31. にゃんこ先生の真実



「今回も引き分けとしようじゃないか」

 ゲルツは器用にくるくるっと短剣を回すと言った。

「それはならん。この空間ごと抹消する」

「ふーん、この娘がどうなってもいいんだ」

 そう言うとゲルツは芽依のブラウスを引き裂いた。

「いやぁ!」

 白い肌があらわにされ、芽依は何とか逃げようと身をよじる。

「動くなって言ってんだろ!」

 ゲルツは乱暴に短剣で芽依の腕をぶすりと刺した。

「うぎゃぁぁ!」

 芽依の叫びが部屋にこだまし、噴き出した鮮血が芽依の白い肌を赤く染めた。

 なっ!?

 和真はその鮮烈な赤色に脳髄が揺れるのを感じた。

 鼻の奥がツーンとしてくる。



 カチリ。



 心の中で何かのスイッチが入る。視野がぐんと暗く、狭くなった。

 その直後、和真の中で稲妻のような衝撃が走り、全てが繋がる。湧き上がってくる芽依への想いが和真の心の奥底のコアと共鳴し、全てがクリアになったのだ。

 ゾーンに入った和真には全てがスローモーションに見える。わめいて威嚇するゲルツ、泣き叫ぶ芽依。全てがゆっくりと流れている。

 そして、無表情のまま空間を裂き、静かに五光景長を引き抜く。

 ずしりとした重みのある五光景長はすでに青白い光を帯び、電子回路のような幾何学模様は和真の心拍に合わせて脈動している。

「小僧――――、無駄なあがきは――――止めろ――――」

 スローモーションの中であざけるゲルツ。

 和真は意に介さず上段に構え、ゲルツを見据えるとただ無心にブンと振り下ろした。

 その瞬間、五光景長は激しく輝き、その美しい刀身から光の刃が姿を現し、きらびやかな光を放ちながら軽やかに飛んだ。
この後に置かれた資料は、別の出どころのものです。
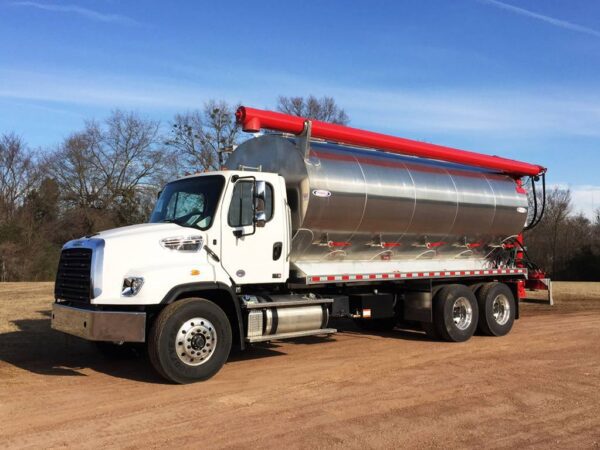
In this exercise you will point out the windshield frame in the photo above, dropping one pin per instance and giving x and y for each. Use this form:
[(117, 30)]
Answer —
[(195, 225)]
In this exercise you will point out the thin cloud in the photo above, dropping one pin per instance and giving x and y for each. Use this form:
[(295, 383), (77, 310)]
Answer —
[(83, 12), (551, 20)]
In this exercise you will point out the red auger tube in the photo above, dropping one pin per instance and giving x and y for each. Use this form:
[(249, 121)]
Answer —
[(253, 120)]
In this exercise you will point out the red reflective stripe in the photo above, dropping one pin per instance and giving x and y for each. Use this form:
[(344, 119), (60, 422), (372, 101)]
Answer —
[(339, 244), (391, 244)]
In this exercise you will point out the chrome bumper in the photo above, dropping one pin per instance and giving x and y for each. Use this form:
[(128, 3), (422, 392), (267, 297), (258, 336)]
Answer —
[(115, 326)]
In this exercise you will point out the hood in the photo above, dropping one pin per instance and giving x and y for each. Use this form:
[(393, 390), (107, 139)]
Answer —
[(145, 229)]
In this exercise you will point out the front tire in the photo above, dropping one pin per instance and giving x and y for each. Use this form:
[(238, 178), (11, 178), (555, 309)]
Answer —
[(189, 341), (496, 309), (455, 313)]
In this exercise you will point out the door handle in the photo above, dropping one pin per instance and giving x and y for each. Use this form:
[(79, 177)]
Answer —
[(277, 248)]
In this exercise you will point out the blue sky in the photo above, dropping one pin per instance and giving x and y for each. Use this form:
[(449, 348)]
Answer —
[(514, 78)]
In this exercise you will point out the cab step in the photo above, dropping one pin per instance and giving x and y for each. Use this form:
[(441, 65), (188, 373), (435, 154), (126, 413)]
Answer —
[(275, 337)]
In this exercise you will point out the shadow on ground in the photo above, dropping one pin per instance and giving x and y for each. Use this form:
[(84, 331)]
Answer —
[(39, 349)]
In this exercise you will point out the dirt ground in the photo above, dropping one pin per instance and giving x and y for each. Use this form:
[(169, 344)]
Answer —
[(538, 387)]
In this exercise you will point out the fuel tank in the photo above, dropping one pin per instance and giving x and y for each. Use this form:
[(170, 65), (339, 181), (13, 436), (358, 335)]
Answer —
[(356, 204)]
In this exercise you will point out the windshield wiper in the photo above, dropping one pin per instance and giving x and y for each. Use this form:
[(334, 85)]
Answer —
[(175, 221)]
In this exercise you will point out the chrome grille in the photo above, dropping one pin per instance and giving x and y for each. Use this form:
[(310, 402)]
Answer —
[(73, 279)]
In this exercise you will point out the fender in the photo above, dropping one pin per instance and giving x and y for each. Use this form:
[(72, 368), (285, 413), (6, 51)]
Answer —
[(179, 290)]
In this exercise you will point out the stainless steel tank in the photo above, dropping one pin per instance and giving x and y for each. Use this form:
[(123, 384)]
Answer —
[(355, 204)]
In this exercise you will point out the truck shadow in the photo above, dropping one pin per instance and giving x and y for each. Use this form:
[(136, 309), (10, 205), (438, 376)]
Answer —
[(39, 349), (35, 347)]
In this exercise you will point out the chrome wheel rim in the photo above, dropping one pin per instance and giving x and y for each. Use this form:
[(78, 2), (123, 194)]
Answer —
[(196, 341), (501, 309), (462, 313)]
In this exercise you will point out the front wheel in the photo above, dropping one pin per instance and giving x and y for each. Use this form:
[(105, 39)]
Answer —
[(189, 341)]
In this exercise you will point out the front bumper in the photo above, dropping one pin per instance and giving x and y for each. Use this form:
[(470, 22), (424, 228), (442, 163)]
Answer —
[(93, 325)]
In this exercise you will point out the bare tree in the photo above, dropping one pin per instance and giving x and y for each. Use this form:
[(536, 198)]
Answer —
[(109, 167), (324, 109), (18, 173), (201, 138)]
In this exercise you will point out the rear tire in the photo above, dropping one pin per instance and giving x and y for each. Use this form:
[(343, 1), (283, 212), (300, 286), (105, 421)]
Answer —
[(496, 309), (380, 325), (189, 341), (455, 313)]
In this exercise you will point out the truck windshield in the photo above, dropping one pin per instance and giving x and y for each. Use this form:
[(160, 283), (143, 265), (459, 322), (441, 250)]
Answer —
[(190, 203)]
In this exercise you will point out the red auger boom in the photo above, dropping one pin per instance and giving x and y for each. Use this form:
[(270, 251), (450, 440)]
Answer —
[(253, 120)]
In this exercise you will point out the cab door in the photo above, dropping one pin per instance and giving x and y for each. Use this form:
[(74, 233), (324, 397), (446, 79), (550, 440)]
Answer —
[(255, 251)]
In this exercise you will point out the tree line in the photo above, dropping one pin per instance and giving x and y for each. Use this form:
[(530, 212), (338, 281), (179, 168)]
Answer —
[(107, 174)]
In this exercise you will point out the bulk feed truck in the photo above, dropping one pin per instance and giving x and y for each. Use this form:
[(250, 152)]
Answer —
[(307, 222)]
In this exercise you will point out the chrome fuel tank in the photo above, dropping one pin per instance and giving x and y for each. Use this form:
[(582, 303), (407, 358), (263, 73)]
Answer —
[(357, 204)]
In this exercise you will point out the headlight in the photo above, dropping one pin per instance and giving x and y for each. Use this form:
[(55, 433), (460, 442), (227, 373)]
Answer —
[(131, 286), (183, 244)]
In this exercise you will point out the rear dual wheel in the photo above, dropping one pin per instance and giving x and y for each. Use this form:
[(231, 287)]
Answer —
[(455, 313), (497, 309)]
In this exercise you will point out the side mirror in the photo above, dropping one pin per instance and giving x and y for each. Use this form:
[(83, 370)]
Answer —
[(260, 193)]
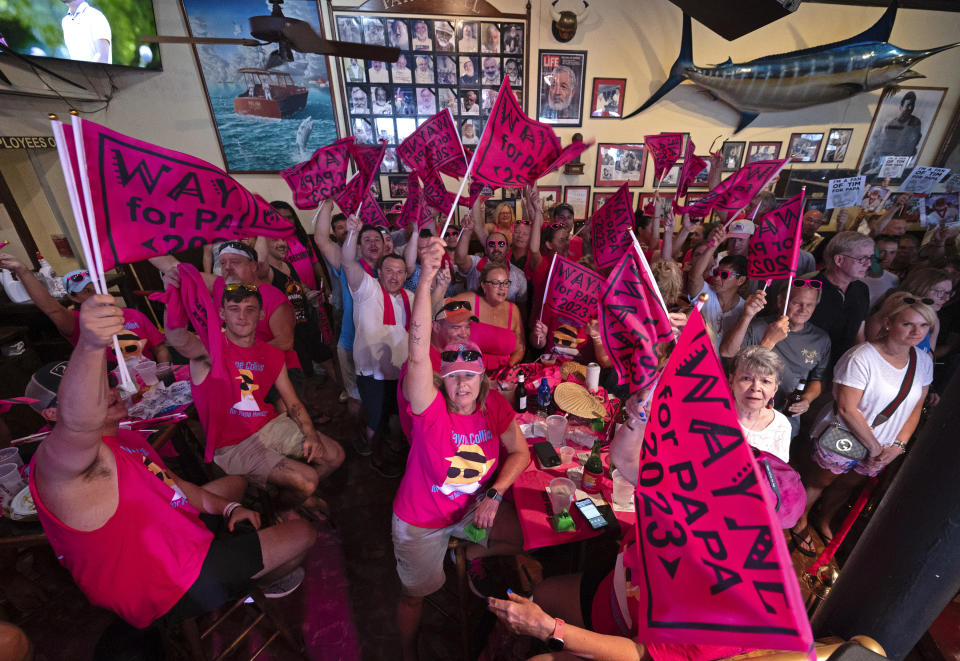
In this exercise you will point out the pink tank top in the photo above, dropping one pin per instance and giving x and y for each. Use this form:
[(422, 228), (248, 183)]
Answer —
[(148, 553), (239, 402)]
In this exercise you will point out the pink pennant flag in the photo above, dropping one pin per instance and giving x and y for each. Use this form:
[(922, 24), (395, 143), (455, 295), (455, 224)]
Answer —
[(515, 150), (632, 322), (414, 209), (714, 568), (150, 201), (321, 176), (610, 228), (691, 167), (664, 149), (574, 291), (773, 249), (736, 191), (433, 145)]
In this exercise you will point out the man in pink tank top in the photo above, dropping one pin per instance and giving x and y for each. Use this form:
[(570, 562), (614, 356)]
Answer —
[(136, 538), (252, 440)]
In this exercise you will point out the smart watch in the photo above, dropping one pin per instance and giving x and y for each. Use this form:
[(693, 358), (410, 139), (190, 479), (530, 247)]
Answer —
[(554, 641)]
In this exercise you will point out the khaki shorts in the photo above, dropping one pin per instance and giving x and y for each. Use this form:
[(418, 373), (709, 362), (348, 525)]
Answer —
[(256, 456), (420, 552), (348, 372)]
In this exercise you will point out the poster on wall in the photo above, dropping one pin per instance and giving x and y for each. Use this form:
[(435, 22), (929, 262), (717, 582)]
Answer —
[(266, 119), (445, 63), (560, 77), (900, 126)]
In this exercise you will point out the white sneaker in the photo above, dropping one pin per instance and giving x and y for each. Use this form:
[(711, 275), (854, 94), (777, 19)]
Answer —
[(285, 584)]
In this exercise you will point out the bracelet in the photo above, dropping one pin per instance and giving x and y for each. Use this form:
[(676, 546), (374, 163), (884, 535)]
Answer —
[(228, 510)]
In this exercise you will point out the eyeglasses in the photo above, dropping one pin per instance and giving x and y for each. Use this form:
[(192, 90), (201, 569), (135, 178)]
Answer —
[(859, 260), (468, 355), (239, 286)]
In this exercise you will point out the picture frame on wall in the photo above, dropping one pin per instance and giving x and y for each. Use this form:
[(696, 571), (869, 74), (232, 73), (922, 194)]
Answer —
[(900, 126), (560, 82), (607, 99), (255, 133), (804, 147), (835, 150), (732, 153), (763, 151), (619, 163), (577, 197)]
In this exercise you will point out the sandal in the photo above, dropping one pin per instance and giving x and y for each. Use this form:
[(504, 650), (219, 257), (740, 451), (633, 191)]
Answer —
[(802, 542)]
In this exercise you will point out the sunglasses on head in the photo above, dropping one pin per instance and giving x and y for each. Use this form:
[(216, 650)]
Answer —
[(468, 355)]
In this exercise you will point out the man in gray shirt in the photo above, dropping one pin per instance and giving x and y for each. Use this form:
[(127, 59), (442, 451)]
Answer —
[(805, 348)]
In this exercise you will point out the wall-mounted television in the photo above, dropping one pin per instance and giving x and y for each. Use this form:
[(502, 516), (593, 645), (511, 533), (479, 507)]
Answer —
[(104, 31)]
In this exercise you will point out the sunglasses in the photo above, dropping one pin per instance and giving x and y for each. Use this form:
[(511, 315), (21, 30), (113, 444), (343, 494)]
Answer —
[(468, 355), (239, 286)]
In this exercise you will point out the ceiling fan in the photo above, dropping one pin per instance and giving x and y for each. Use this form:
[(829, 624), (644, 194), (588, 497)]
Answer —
[(290, 34)]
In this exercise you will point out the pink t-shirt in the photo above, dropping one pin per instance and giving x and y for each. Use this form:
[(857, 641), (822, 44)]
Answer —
[(137, 340), (148, 553), (451, 458), (272, 299), (240, 403)]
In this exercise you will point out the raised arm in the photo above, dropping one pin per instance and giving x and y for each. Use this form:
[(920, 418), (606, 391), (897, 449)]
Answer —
[(61, 317), (82, 399), (351, 267), (417, 383), (321, 234)]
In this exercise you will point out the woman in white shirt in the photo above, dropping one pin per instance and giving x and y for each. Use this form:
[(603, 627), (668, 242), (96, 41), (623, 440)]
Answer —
[(866, 381)]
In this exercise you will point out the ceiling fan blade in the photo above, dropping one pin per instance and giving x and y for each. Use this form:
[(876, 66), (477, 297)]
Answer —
[(162, 39), (305, 39)]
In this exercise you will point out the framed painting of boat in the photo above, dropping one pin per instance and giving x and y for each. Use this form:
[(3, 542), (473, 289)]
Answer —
[(268, 118)]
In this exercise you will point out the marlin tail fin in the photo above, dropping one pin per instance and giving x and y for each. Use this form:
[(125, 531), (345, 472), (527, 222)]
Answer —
[(678, 72)]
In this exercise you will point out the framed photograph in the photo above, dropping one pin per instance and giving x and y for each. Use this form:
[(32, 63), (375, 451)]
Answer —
[(600, 198), (804, 147), (670, 178), (397, 184), (620, 163), (899, 127), (243, 98), (549, 196), (732, 155), (607, 100), (838, 140), (763, 151), (578, 197), (561, 87)]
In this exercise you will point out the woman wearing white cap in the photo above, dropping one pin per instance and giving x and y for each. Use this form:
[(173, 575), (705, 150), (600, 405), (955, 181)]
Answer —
[(456, 426)]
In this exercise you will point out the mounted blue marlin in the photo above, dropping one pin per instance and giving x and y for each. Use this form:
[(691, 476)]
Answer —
[(801, 78)]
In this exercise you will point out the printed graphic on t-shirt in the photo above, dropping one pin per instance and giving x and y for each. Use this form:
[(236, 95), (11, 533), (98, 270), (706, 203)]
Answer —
[(467, 469), (247, 385)]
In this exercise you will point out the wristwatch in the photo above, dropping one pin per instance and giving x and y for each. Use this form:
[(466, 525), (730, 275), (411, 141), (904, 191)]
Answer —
[(554, 641)]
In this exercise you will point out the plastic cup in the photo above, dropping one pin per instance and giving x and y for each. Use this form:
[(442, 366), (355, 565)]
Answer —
[(10, 456), (622, 490), (562, 491), (556, 430), (147, 369)]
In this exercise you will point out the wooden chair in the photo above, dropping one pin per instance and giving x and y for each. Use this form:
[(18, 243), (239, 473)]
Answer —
[(262, 611)]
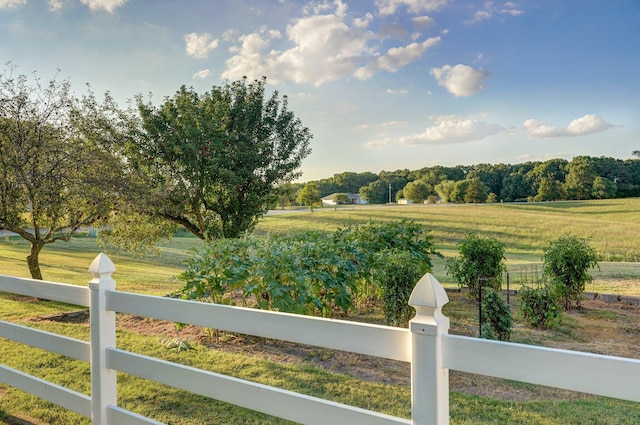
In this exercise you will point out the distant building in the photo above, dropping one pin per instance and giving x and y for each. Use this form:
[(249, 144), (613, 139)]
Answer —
[(354, 199)]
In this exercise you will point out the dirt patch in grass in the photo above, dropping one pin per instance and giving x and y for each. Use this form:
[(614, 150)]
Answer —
[(596, 327)]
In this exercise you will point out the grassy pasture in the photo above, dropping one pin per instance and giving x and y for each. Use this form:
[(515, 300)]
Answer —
[(611, 225)]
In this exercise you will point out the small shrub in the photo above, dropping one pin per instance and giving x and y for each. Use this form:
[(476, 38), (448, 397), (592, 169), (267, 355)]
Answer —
[(540, 307), (498, 321), (567, 261), (481, 263), (399, 276)]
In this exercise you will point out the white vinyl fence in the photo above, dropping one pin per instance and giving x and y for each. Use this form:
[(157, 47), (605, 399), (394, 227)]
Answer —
[(426, 345)]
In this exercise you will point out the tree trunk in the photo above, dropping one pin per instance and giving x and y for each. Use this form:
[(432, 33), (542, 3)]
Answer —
[(33, 262)]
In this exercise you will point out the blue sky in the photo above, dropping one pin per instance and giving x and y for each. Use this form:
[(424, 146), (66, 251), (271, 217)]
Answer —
[(382, 84)]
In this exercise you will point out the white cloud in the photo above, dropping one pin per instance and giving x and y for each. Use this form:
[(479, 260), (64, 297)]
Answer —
[(202, 74), (490, 10), (460, 80), (453, 129), (424, 21), (324, 47), (389, 7), (55, 5), (383, 125), (398, 57), (6, 4), (403, 91), (584, 125), (199, 45), (108, 5)]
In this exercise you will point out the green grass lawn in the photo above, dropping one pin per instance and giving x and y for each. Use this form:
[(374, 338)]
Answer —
[(611, 225)]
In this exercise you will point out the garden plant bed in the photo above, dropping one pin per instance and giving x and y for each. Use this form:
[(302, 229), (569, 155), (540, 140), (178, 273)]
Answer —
[(596, 327)]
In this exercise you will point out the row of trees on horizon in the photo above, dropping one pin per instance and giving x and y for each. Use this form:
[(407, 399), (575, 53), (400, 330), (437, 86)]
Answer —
[(582, 178)]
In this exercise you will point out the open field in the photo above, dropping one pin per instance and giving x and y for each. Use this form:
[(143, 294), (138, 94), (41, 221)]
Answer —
[(525, 229)]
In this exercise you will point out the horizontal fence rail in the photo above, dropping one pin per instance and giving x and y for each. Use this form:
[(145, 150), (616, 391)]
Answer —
[(59, 344), (262, 398), (56, 394), (53, 291), (607, 376), (426, 345), (361, 338)]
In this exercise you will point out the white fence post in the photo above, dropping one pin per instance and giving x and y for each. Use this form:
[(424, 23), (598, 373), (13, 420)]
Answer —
[(103, 335), (429, 379)]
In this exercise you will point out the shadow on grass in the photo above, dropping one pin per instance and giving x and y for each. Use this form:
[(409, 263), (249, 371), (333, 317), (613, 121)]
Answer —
[(6, 419)]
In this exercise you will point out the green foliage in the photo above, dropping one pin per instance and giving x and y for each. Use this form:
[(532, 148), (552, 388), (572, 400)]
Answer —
[(58, 169), (481, 263), (399, 274), (476, 192), (340, 198), (211, 162), (417, 191), (444, 189), (540, 307), (567, 261), (306, 273), (498, 321)]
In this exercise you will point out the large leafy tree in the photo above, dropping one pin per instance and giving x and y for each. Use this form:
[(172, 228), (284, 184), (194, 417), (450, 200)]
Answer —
[(58, 171), (214, 160)]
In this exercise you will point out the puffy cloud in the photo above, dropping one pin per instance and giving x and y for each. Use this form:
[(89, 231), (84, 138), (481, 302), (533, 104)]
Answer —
[(199, 45), (108, 5), (424, 21), (6, 4), (490, 10), (202, 74), (460, 80), (584, 125), (55, 5), (324, 47), (453, 129), (389, 7)]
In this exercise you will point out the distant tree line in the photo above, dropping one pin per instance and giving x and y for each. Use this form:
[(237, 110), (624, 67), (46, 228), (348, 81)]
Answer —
[(583, 177)]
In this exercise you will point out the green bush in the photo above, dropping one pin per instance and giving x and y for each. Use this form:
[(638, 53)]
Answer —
[(567, 261), (307, 273), (540, 307), (481, 263), (498, 321), (399, 276)]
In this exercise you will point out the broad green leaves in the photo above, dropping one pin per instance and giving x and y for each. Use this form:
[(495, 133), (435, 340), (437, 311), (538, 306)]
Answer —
[(308, 273)]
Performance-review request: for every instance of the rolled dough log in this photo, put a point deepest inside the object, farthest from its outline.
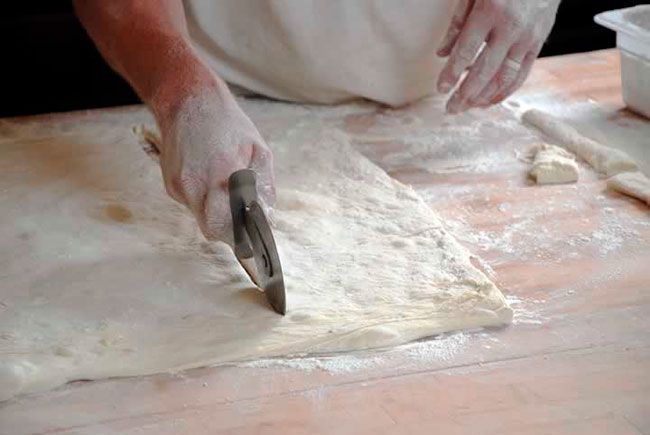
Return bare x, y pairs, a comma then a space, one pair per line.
633, 184
603, 159
103, 275
553, 165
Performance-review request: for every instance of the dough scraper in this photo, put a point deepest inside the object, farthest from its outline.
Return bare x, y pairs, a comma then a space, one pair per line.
254, 244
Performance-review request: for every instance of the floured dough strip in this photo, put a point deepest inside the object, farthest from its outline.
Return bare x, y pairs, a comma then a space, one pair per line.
603, 159
634, 184
554, 165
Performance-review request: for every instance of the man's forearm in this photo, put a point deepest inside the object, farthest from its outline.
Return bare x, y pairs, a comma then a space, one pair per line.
147, 42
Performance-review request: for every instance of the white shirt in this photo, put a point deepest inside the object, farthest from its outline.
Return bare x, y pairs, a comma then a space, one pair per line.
323, 51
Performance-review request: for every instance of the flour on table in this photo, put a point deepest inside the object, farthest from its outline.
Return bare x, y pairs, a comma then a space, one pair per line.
633, 184
603, 159
103, 275
553, 165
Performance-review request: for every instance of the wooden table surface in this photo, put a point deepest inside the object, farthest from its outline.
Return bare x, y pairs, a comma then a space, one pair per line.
577, 360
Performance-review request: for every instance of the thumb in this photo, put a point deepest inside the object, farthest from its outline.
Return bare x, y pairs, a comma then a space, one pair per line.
217, 220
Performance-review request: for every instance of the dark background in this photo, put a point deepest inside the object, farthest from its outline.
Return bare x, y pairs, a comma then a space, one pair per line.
50, 65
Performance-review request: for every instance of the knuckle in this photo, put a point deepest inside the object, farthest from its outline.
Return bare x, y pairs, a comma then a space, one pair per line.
184, 183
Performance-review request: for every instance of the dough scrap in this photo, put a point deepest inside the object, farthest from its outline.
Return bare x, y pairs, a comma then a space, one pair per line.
633, 184
103, 275
553, 165
603, 159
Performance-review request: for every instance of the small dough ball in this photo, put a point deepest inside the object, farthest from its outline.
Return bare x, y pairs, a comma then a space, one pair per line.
554, 165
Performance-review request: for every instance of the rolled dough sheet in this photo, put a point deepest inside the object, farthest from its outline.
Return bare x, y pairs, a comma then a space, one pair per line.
633, 184
553, 165
102, 275
603, 159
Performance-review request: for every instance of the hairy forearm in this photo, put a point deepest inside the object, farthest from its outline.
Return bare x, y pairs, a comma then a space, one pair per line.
146, 41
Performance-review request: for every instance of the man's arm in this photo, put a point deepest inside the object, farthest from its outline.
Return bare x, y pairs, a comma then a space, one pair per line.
148, 44
205, 134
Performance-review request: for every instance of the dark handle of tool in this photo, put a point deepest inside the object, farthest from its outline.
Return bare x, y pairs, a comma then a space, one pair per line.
242, 186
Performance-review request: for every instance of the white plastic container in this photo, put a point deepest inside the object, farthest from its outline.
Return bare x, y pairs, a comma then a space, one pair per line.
633, 39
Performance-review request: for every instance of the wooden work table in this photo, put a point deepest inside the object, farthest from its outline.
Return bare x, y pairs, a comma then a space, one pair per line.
575, 361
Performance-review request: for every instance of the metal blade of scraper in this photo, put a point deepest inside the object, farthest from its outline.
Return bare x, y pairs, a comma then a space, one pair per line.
254, 244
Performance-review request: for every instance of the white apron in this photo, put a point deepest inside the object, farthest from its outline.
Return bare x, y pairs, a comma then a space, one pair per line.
323, 51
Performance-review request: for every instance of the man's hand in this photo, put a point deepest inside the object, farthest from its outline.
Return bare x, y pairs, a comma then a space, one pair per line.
204, 140
498, 41
205, 135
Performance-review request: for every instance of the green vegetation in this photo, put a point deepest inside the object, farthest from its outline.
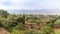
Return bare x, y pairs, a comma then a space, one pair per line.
28, 24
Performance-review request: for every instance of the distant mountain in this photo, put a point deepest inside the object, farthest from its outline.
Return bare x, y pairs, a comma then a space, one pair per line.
45, 11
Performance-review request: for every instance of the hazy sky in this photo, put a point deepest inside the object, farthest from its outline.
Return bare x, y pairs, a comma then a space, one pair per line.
29, 4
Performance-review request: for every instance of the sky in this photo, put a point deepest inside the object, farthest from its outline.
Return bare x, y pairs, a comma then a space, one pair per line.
29, 4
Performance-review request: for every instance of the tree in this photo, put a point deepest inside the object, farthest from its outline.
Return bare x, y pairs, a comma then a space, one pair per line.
4, 13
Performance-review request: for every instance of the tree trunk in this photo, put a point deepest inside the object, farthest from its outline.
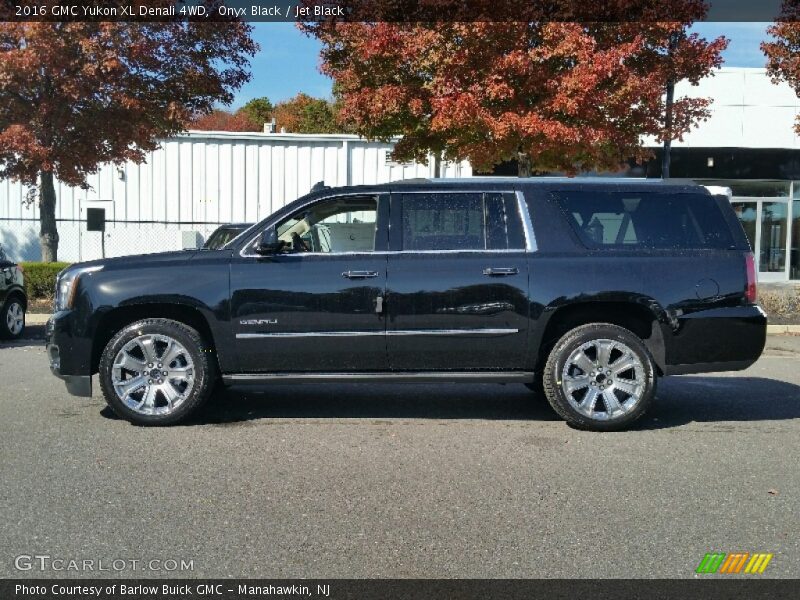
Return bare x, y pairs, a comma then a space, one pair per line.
665, 160
48, 234
674, 39
523, 164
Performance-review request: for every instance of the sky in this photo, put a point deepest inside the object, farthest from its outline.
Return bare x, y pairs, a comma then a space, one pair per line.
288, 62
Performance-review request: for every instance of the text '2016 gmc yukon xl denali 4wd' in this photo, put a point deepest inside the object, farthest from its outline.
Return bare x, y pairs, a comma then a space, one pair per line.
588, 290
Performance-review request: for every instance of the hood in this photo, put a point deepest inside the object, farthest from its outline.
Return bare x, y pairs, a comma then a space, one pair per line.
138, 260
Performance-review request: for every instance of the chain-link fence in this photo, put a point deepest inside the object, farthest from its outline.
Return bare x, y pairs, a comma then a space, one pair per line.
20, 239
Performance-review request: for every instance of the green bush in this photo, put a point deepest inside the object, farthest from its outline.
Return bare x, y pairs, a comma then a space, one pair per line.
40, 278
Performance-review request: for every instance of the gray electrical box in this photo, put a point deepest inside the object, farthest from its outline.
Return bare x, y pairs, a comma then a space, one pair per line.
191, 240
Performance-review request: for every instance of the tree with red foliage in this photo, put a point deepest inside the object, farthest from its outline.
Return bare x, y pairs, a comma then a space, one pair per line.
74, 95
551, 94
783, 52
305, 114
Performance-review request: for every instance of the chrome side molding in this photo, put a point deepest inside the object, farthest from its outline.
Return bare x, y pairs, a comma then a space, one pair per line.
385, 377
396, 332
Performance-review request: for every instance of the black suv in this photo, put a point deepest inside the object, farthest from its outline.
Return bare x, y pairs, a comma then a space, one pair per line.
13, 301
587, 289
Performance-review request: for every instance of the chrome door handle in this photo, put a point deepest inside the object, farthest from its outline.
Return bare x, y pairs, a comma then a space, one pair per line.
500, 272
359, 274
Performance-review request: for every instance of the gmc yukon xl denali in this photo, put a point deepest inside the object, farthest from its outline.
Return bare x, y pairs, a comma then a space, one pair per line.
585, 290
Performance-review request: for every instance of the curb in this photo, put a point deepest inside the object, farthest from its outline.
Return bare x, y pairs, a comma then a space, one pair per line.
777, 329
39, 319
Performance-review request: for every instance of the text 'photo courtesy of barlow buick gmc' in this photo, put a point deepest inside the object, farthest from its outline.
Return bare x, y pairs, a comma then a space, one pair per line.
585, 290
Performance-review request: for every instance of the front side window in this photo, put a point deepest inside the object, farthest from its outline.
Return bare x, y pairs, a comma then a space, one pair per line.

 和真の想いを載せた刃は虹色のシールドをパキンと貫通し、そのままゲルツを真っ二つに切り裂く。

「バカな! ぐぁぁぁ――――!」

 断末魔の叫びをあげながら崩れ落ちるゲルツ。

 『全てを斬れるチート武器』というシアンの説明は正しかった。五光景長は金星よりもさらに根底のレイヤーのとんでもない代物らしい。



「芽依!」

 和真はダッシュして芽依に抱き着いた。

 このかけがえのない存在は決して失ってはならない。和真は無心でギュッと抱きしめる。

「和ちゃん! うわぁぁぁん!」

 芽依は涙をポロポロとこぼしながら和真の胸に顔をうずめ、和真はやさしく芽依の髪をなでた。



「バカ! まだじゃ!」

 レヴィアが叫んだ。

 ゲルツが身体を(うごめ)かせていたのだ。なんと、真っ二つに切られたのにまだ動いている。

 レヴィアはすかさず衝撃波をゲルツに向けて放つ。

 しかし、一瞬遅く、

「貴様も……道連れだ!」

 そうわめいてゲルツは短剣を和真に放った。

「うわっ!」

 和真は回避が間に合わず、もう駄目だと思った瞬間、目の前を黒猫が(さえぎ)った――――。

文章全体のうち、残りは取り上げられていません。